The next thing we have is our scripting and our scripting is started out as a list of files and then it evolved to having these TCL procedures that we call to set up our tests. So we have our library and we activate our library and then we analyze to compile things and then we simulate. And note, when we activated the library, we use that same library for the rest of the commands that follow it. So the library is set and remembered. And we work on basically all of the popular VHDL simulators with the exception of Xilinx's XSim. We're waiting on them to get good 2008 support.

We call our scripts using 'build' and 'include' rather than TCL's 'source' and EDA vendors' 'do'. Because this is what allows us to, when we specify a path, to make the path relative to the script directory rather than making it relative to the directory the simulators running in. That's important because you want to be able to relocate things on a project by project basis.

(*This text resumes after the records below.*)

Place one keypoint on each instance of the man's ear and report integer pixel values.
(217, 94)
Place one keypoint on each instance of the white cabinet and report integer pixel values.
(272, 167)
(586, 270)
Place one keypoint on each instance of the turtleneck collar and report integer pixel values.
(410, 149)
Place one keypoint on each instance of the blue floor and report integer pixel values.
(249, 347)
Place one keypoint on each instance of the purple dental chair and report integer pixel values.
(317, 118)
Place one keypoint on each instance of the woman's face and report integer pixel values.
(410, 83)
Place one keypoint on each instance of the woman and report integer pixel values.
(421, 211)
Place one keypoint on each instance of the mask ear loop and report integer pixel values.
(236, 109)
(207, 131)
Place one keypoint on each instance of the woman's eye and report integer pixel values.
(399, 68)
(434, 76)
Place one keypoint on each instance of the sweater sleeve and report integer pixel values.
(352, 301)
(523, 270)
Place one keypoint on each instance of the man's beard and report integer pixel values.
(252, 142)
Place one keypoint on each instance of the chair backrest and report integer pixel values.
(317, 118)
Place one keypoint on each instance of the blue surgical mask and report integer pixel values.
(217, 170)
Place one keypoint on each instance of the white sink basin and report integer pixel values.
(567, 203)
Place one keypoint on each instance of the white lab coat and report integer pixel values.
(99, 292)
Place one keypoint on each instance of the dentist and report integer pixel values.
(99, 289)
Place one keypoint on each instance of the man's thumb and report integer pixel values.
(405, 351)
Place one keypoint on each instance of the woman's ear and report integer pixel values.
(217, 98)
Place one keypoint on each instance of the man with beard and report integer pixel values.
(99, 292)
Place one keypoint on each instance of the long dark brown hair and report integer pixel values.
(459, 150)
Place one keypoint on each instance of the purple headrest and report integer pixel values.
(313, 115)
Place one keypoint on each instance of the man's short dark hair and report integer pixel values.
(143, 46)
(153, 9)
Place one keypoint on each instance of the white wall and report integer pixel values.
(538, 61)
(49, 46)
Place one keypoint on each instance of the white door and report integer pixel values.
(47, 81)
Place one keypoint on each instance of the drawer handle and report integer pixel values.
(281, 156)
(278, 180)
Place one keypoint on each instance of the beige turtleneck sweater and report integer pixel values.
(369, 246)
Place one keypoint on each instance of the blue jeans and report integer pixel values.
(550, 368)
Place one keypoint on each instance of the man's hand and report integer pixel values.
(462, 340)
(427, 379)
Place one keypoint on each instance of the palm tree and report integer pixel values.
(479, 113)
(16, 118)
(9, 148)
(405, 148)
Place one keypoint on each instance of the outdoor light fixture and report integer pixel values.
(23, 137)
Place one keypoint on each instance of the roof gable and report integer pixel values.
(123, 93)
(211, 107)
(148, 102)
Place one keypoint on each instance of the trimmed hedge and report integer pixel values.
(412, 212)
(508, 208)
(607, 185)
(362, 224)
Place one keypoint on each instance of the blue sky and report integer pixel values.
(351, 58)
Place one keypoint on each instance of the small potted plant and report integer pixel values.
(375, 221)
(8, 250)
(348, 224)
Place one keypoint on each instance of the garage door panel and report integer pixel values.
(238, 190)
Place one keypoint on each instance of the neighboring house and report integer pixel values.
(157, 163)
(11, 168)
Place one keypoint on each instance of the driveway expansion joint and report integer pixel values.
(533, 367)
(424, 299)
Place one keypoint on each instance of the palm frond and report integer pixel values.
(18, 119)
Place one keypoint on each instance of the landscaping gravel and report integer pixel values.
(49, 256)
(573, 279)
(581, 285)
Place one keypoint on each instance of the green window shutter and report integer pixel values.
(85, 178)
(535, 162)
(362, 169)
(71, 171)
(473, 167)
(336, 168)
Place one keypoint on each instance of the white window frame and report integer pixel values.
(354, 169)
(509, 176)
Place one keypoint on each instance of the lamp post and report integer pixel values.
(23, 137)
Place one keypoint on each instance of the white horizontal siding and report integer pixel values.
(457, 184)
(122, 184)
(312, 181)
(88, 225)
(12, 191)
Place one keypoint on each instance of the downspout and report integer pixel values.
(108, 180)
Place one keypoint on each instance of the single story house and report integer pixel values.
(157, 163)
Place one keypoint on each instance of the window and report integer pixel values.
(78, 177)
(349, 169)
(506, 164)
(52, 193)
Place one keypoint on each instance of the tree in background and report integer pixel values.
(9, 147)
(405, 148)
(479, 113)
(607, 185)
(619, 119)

So we use 'build' to start things off, to call things from the command line or to call the top-level scripts from the continuous integration run. And 'build' plus 'EndOfTestReports()' is what generates our reports. And then 'include' is for calling a profile from another profile.

Our report: We're going to just show you one of the reports. Our build summary report starts out with status for the entire build. Did it pass? Did it fail? We give you links to the log file and an HTML version of the log file. If you ran it with coverage, we have a link to the merged code coverage. We have a test suite summary, so we break our test cases out into test suites that focus on testing one thing, like the 'AlertLog' package or the 'AxiStream' verification component. And then, so that's a summary for the suites. And then we have the test case summaries that give us details of how each test case within a given suite ran.

So all you need for your VHDL verification is OSVVM. We have a powerful, concise capability that rivals other verification languages. We have unmatched reuse through the entire verification process. We have unmatched report capability with HTML for humans, JUnit XML for continuous integration tools. We have tests that are readable and reviewable by all, meaning verification engineers, but also the hardware designers, but also the software and system engineers. If you can read the transactions, you can read the tests. OSVVM is set up to be adopted incrementally, and you can find us on GitHub. You can find us on osvvm.org. Thank you for attending my presentation.